Summary Table of Number of Pseudogenes and Indels of Different Candidatus Burkholderia Species

Species Pseudogenes Indels Deletions Insertions
Ca. B. brachyanthoides 39 191 96 95
Ca. B. humilis 5 17 11 6
Ca. B. kirkii 13 52 30 22
Ca. B. pumila 36 191 108 83
Ca. B. punctata 5 19 9 10
Ca. B. schumanniana 5 15 9 6
Ca. B. umbellata 45 203 129 74
Ca. B. verschuerenii 3 8 4 4
Total 151 696 396 300

Size of Small Deletions, but Not Insertions, Show a Distinct Bias towards Multiples of 3

We next exploited our high quality dataset to ask whether the indel mutation rate is affected by local %G + C. We measured indel rate as the frequency of indels per kb. We estimated the ancestral length of pseudogenes by calculating the length of the alignment of the two functional orthologs. We did not observe any significant correlation between the rate of indels and the %G + C of the pseudogene (Pearson correlation coefficient = 0.0265, P-value = 0.74). During our analyses, however, we noticed that many of the pseudogenes in our dataset seemed to accumulate indels with sizes multiple of 3 nt (heretofore referred to as 3n indels). Because pseudogenes are not assumed to be translated into functional proteins, selective constraints resulting in the preservation of the reading frame are not expected. To investigate whether 3n indels are indeed overrepresented in our dataset, we analyzed further the distribution of indel sizes in our data. The size distribution of deletions or insertions follows a power law, as established previously for prokaryotic and eukaryotic genomes (Cartwright 2009; Sung et al. 2016). The tail of the distribution is very long, with few insertions or deletions exceeding a size of 15 nt. We therefore focused on indels of sizes ≤ 15 nt in order to simplify the statistical analyses. Because the mutational causes of insertions and deletions may differ mechanistically, we treated insertions and deletions separately (fig. 2). Linear regression analysis of log-transformed count and size data first revealed that deletions of size 3n are significantly overrepresented (P-value = 0.002). Bootstrap analysis further confirmed that deletions of sizes 3, 6, 9, and 12 are significantly more abundant than expected from a model built on deletion counts of sizes other than 3n (fig. 2A). Overrepresentation of deletions of sizes 3n was also significant in subsets of alignments of pseudogenes originating from individual species of leaf nodule symbionts, confirming that the pattern is not due to species-specific bias or outliers (supplementary fig. S2, Supplementary Material online). Lastly, we ruled out that 3n deletions could be on average overrepresented because of few pseudogenes with a high number of 3n deletions by calculating the ratio of 3n deletions to the number of pseudogenes (supplementary fig. S1, Supplementary Material online).

Fig. 2.

Fig. 2.

—Length distribution of deletions (A) and insertions (B) in 151 pseudogenes of Ca. Burkholderia species. Only indels ≤15 nt are shown. 95% confidence intervals are shown as error bars and a power law regression fitted on counts of non-3n indels is shown in blue.
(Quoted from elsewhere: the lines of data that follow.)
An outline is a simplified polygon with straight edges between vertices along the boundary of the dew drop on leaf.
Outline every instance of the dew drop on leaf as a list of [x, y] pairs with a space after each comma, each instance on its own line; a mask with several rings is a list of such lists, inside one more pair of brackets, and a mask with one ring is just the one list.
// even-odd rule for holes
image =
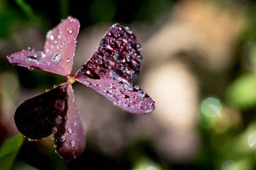
[[124, 73], [121, 70], [112, 70], [110, 71], [110, 75], [116, 82], [120, 82], [124, 78]]

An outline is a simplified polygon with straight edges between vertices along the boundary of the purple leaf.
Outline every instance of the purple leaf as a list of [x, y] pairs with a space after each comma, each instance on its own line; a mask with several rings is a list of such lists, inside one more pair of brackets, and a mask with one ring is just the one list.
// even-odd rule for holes
[[79, 21], [70, 16], [48, 32], [44, 52], [29, 47], [27, 50], [7, 56], [7, 59], [14, 65], [30, 70], [37, 68], [68, 76], [72, 68], [79, 28]]
[[76, 74], [76, 80], [91, 88], [123, 109], [145, 114], [154, 109], [147, 94], [128, 81], [140, 74], [141, 47], [129, 27], [116, 23]]
[[14, 120], [30, 140], [54, 133], [56, 151], [67, 160], [78, 157], [84, 150], [84, 132], [70, 83], [25, 101], [16, 110]]

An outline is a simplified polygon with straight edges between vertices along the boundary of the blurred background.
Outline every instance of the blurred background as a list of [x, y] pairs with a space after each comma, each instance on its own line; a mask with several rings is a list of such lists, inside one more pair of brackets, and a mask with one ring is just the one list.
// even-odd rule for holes
[[67, 162], [51, 136], [25, 138], [12, 169], [256, 170], [253, 0], [0, 0], [0, 144], [18, 134], [12, 116], [23, 100], [66, 81], [12, 66], [6, 55], [42, 50], [47, 31], [69, 15], [81, 26], [73, 74], [112, 24], [131, 26], [143, 56], [132, 82], [155, 110], [126, 112], [76, 82], [83, 154]]

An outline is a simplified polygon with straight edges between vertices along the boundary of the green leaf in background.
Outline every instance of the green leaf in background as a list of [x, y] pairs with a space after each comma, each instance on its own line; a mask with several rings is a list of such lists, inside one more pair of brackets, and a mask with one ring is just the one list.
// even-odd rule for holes
[[89, 17], [92, 20], [97, 22], [111, 21], [115, 17], [117, 8], [113, 0], [93, 0], [90, 4]]
[[49, 26], [47, 22], [39, 15], [35, 13], [30, 5], [23, 0], [15, 0], [15, 1], [24, 14], [29, 19], [31, 22], [40, 26], [44, 29], [48, 29]]
[[14, 24], [17, 23], [21, 17], [17, 9], [0, 0], [0, 37], [9, 37], [13, 31]]
[[11, 169], [23, 140], [24, 136], [20, 133], [4, 142], [0, 147], [1, 170]]
[[162, 170], [159, 165], [146, 157], [139, 159], [131, 170]]
[[256, 75], [244, 74], [237, 79], [229, 87], [227, 95], [228, 102], [238, 108], [256, 105]]

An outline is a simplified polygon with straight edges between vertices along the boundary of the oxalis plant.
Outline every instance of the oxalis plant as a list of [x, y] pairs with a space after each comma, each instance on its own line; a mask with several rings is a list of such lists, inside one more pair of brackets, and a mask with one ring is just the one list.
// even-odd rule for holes
[[32, 48], [8, 55], [14, 65], [66, 76], [67, 82], [25, 101], [14, 116], [18, 130], [32, 141], [52, 133], [55, 152], [69, 160], [84, 152], [85, 135], [72, 85], [79, 82], [128, 112], [152, 112], [154, 102], [138, 85], [128, 82], [140, 74], [141, 47], [128, 26], [113, 25], [85, 64], [70, 74], [80, 23], [69, 16], [46, 35], [44, 51]]

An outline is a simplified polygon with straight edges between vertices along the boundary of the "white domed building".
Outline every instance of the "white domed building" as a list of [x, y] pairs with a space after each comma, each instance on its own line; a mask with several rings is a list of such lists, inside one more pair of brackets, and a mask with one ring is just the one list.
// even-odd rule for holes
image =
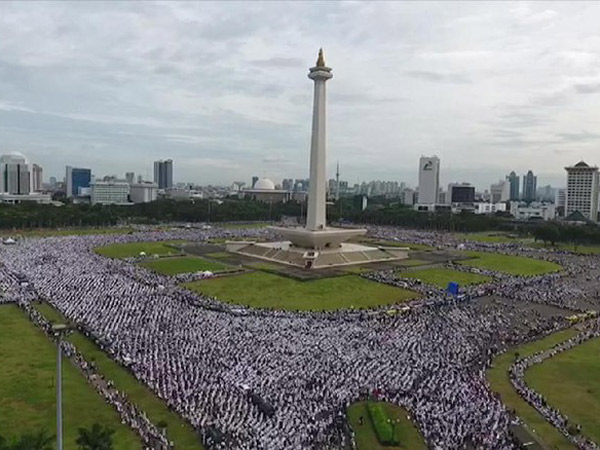
[[240, 191], [245, 198], [266, 203], [285, 203], [292, 198], [292, 192], [276, 189], [275, 183], [268, 178], [261, 178], [254, 187]]

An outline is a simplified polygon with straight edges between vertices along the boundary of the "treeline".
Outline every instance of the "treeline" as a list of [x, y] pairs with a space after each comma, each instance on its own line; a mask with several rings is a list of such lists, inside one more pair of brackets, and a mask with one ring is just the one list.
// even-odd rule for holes
[[[133, 206], [63, 206], [19, 204], [0, 205], [0, 228], [105, 227], [124, 224], [160, 224], [167, 222], [278, 221], [284, 216], [302, 221], [306, 207], [297, 202], [264, 203], [250, 199], [177, 201], [161, 199]], [[333, 222], [393, 225], [423, 230], [450, 232], [510, 231], [533, 235], [537, 240], [557, 243], [600, 244], [600, 228], [595, 225], [573, 226], [559, 222], [517, 222], [506, 213], [476, 215], [463, 212], [423, 213], [384, 197], [369, 199], [362, 207], [352, 198], [328, 205], [327, 216]]]
[[280, 220], [282, 216], [300, 216], [301, 205], [268, 204], [253, 200], [226, 199], [176, 201], [158, 200], [132, 206], [85, 205], [63, 206], [21, 203], [0, 205], [0, 228], [104, 227], [127, 223], [158, 224], [165, 222], [228, 222]]
[[550, 222], [535, 227], [531, 234], [538, 241], [555, 245], [564, 242], [573, 245], [600, 245], [600, 227], [597, 225], [565, 225]]

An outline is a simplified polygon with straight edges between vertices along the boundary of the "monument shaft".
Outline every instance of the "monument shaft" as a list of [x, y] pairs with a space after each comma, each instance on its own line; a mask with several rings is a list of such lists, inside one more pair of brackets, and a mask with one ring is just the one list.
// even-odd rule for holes
[[331, 69], [325, 66], [322, 54], [320, 54], [317, 65], [312, 67], [308, 74], [308, 78], [315, 82], [310, 142], [310, 188], [306, 212], [306, 228], [310, 231], [323, 230], [327, 226], [327, 94], [325, 83], [332, 77]]

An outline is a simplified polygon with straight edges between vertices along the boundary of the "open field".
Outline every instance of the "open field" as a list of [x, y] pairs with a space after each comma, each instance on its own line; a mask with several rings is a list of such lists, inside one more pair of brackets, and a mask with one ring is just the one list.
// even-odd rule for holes
[[[36, 304], [35, 308], [52, 323], [66, 322], [66, 319], [47, 303]], [[69, 340], [75, 344], [77, 350], [88, 361], [94, 361], [97, 370], [111, 379], [118, 389], [125, 392], [130, 401], [142, 408], [153, 423], [156, 424], [160, 421], [167, 423], [167, 436], [175, 443], [176, 450], [202, 450], [203, 447], [197, 439], [194, 429], [176, 413], [170, 411], [162, 400], [156, 397], [148, 387], [138, 382], [127, 369], [110, 359], [83, 334], [75, 332], [69, 336]]]
[[160, 242], [128, 242], [126, 244], [111, 244], [95, 249], [96, 253], [109, 258], [131, 258], [139, 256], [140, 252], [146, 255], [178, 255], [181, 253], [169, 244], [181, 244], [184, 241], [160, 241]]
[[515, 352], [520, 356], [532, 355], [541, 350], [553, 347], [554, 345], [574, 336], [577, 331], [574, 328], [559, 331], [551, 334], [539, 341], [522, 345], [518, 348], [509, 350], [502, 355], [497, 356], [492, 367], [487, 371], [487, 379], [494, 392], [500, 394], [502, 402], [508, 409], [514, 409], [516, 414], [525, 421], [530, 430], [535, 430], [538, 439], [545, 443], [549, 448], [556, 450], [574, 450], [575, 447], [552, 425], [546, 422], [532, 406], [519, 397], [514, 390], [508, 378], [508, 369], [515, 360]]
[[525, 381], [582, 433], [600, 442], [600, 338], [560, 353], [525, 373]]
[[532, 276], [556, 272], [561, 269], [558, 264], [522, 256], [502, 255], [486, 252], [462, 252], [473, 259], [460, 261], [465, 266], [504, 272], [511, 275]]
[[600, 254], [600, 245], [591, 245], [591, 244], [570, 244], [567, 242], [558, 242], [556, 245], [552, 246], [550, 244], [545, 245], [543, 242], [533, 242], [529, 244], [530, 247], [536, 248], [550, 248], [553, 250], [564, 250], [567, 252], [579, 253], [581, 255], [598, 255]]
[[372, 308], [416, 298], [415, 292], [356, 275], [296, 281], [266, 272], [251, 272], [187, 283], [196, 292], [255, 308], [331, 311]]
[[264, 228], [264, 227], [268, 227], [269, 225], [271, 225], [268, 222], [253, 222], [253, 223], [235, 223], [235, 222], [231, 222], [231, 223], [215, 223], [215, 226], [221, 227], [221, 228], [227, 228], [230, 230], [240, 230], [240, 229], [248, 229], [248, 228]]
[[520, 243], [527, 238], [515, 237], [502, 231], [482, 231], [478, 233], [456, 233], [457, 238], [475, 242], [487, 242], [491, 244], [514, 244]]
[[224, 264], [195, 256], [159, 258], [144, 261], [140, 265], [163, 275], [177, 275], [179, 273], [199, 272], [201, 270], [210, 270], [211, 272], [227, 270], [227, 266]]
[[[0, 430], [4, 436], [56, 430], [56, 346], [14, 305], [0, 306]], [[94, 422], [116, 432], [115, 450], [142, 444], [79, 370], [63, 359], [65, 448], [76, 448], [77, 429]]]
[[451, 281], [457, 282], [460, 286], [469, 286], [491, 281], [492, 278], [476, 273], [459, 272], [451, 269], [423, 269], [409, 272], [400, 272], [400, 276], [405, 278], [418, 278], [426, 284], [433, 284], [442, 289], [448, 286]]
[[31, 230], [0, 230], [0, 237], [52, 237], [52, 236], [74, 236], [93, 234], [129, 234], [135, 230], [128, 227], [111, 228], [40, 228]]
[[[426, 450], [427, 446], [419, 431], [408, 419], [408, 413], [400, 406], [385, 403], [384, 408], [388, 417], [399, 420], [395, 428], [395, 436], [401, 445], [396, 447], [383, 447], [377, 440], [377, 435], [369, 419], [367, 402], [358, 402], [348, 407], [348, 420], [356, 433], [358, 450]], [[360, 417], [363, 424], [360, 424]]]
We did not observe a similar bias towards insertions of size 3n (P-value = 0.898), with the exception of insertions of size 3 which are significantly overrepresented in our data (fig. 2B). Detailed analysis of pseudogene sets grouped by species revealed that overrepresentation of insertions of size 3 nt is significant only in the Ca. B. pumila data (supplementary fig. S2, Supplementary Material online). Closer inspection of the sequence alignments revealed that 13/28 insertions of sizes 3 nt or 6 nt in the Ca. B. pumila data resulted in the formation of direct repeats (DR). Further, 28/83 insertions in the Ca. B. pumila dataset also resulted in the formation of DR. A total of 46.4% of insertions involving DR are thus biased towards sizes of 3 or 6 nt. A similar proportion of insertions in other Ca. Burkholderia species involved DR (110/217 or 50.7%) but of these, only 19 were of size 3 or 6 bp (17.2% of 110). The overrepresentation of 3 or 6 nt insertions in the Ca. B. pumila data may thus reflect mutation dynamics that are specific to that genome. Overall, the size of deletions, but not insertions, are systematically biased towards multiples of 3 in neutrally evolving pseudogenes of Ca. Burkholderia leaf nodule symbionts.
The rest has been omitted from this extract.